A currency trading equation that can help you understand FX better
Fx trading is undoubtedly one of the most lucrative business options. You can earn huge bucks in this form of trading. In spite of the fact that people have been in to currency trading for ages, there are a few simple concepts that they are not aware of. They tend to overlook the fundamentals of Fx trading and hence end up being on the losing side more often than not. This article will help you in understanding Fx trading with the help of a simple forex equation.
‘Supply’ union ‘demand’ + ‘human point of view’ => price mover.
This forex equation emphasizes on the factors on which prices of the currency market depend. The important driving force in price movement is the supply demand ratio.

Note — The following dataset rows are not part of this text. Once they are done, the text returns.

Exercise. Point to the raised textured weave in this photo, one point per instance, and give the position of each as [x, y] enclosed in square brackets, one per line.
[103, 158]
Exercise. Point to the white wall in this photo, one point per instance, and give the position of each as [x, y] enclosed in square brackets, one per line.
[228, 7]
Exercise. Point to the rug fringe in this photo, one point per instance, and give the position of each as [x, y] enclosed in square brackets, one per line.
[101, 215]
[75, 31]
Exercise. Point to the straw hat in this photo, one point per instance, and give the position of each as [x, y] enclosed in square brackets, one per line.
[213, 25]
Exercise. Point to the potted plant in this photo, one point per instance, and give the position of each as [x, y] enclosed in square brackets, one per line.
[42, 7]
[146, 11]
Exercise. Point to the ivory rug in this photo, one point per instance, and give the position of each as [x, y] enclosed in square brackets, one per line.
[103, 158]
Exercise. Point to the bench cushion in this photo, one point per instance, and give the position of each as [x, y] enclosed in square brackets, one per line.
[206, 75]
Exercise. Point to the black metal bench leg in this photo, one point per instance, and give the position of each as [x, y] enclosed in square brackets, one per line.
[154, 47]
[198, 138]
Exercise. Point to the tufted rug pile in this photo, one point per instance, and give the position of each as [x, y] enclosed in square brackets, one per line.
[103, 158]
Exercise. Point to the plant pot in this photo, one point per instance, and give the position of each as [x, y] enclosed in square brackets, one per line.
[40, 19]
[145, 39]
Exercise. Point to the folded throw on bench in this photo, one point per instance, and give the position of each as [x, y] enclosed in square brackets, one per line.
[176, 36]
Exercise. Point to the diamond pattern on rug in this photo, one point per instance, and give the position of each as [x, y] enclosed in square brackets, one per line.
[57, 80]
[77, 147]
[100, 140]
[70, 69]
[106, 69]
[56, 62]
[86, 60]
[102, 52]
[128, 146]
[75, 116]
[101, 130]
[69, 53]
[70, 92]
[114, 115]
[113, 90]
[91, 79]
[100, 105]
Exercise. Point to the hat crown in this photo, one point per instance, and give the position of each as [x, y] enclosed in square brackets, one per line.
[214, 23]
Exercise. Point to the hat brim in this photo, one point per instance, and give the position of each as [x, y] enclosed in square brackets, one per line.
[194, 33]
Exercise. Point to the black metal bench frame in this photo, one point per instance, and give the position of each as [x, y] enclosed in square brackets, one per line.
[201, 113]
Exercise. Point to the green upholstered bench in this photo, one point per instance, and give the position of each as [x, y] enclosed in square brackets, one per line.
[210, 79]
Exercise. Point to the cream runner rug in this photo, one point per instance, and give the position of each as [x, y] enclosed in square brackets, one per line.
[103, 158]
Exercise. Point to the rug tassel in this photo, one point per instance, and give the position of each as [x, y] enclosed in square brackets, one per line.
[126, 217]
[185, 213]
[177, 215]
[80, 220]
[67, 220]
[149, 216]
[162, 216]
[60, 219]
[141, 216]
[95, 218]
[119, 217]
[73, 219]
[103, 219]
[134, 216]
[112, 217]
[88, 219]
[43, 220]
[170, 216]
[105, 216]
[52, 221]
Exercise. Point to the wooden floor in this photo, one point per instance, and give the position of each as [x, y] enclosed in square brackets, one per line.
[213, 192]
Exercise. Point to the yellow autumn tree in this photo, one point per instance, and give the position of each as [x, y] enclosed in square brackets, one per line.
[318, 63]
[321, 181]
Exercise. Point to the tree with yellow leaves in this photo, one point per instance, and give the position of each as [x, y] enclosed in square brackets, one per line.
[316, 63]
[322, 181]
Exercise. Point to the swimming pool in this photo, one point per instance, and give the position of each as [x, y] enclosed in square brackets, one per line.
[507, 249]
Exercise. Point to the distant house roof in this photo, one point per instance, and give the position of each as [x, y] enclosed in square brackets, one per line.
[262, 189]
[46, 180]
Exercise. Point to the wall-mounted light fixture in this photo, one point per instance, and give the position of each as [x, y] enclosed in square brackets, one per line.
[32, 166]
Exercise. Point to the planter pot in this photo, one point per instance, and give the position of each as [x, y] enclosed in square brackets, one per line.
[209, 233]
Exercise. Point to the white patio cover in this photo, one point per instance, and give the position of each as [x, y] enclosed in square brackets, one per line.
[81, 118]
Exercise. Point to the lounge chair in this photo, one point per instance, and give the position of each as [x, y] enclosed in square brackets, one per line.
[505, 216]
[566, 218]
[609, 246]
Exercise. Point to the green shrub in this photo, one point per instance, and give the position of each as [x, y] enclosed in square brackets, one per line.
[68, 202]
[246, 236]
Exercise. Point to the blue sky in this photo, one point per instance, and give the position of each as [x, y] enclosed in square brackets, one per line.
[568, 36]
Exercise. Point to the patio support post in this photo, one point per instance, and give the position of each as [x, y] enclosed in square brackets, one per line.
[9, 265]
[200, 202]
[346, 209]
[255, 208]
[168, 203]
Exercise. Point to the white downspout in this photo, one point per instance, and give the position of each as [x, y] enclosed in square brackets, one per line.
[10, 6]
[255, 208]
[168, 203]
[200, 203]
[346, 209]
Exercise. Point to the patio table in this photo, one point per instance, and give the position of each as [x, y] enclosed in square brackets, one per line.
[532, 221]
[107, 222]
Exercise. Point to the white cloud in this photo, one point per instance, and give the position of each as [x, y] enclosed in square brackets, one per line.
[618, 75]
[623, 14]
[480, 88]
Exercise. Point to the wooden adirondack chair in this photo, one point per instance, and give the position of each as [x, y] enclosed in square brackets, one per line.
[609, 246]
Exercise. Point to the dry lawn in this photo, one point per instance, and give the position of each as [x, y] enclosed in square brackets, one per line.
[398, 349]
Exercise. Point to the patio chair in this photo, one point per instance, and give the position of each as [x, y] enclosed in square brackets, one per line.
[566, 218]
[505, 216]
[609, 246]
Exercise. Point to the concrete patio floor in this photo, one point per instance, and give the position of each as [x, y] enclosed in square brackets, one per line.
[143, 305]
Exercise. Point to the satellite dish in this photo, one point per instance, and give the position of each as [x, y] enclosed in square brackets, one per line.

This criterion is true universally for every business, leave aside Fx trading. If the demand of a good or a service increases, it is obvious that its rates also increase. Similarly, if a particular currency pair is in more demand, it goes without saying that its prices are going to appreciate. This is because a currency that has good future prospects will tend to attract more traders. So, there will be more number of bidders for a currency pair at a particular rate. When the bidders are more, the prices appreciate to filter out less capable bidders until there are only the best bidders vying for that particular currency pair.
This forex equation also focuses on the supply side of the currency pair. If the suppliers of the currency pair are less than the number of takers, the prices are going to increase.
Currency trading does not only depend on the supply demand ratio. If it were true, you could easily predict the markets with the help of supply demand indicators. The main reason why markets do not move as per this technical is the addition of human perspective. When huge sum is at stake, people tend to get apprehensive and take wrong decisions there by disturbing the market trends. Human emotions do not conform to the established theories and hence currency market moves in a way that not many can predict.
What this forex equation does is that it clears out some of the misconceptions which most traders have while operating in currency trading. Firstly, you cannot predict the market to perfection. With the help of indicators, you can at best predict where the market is heading. Secondly, there is no fixed formula to trade effectively in Fx trading. How you trade depends on a lot of dynamics that keep on changing from time to time.
If you come to terms with this forex equation, it will certainly help you to take better decisions.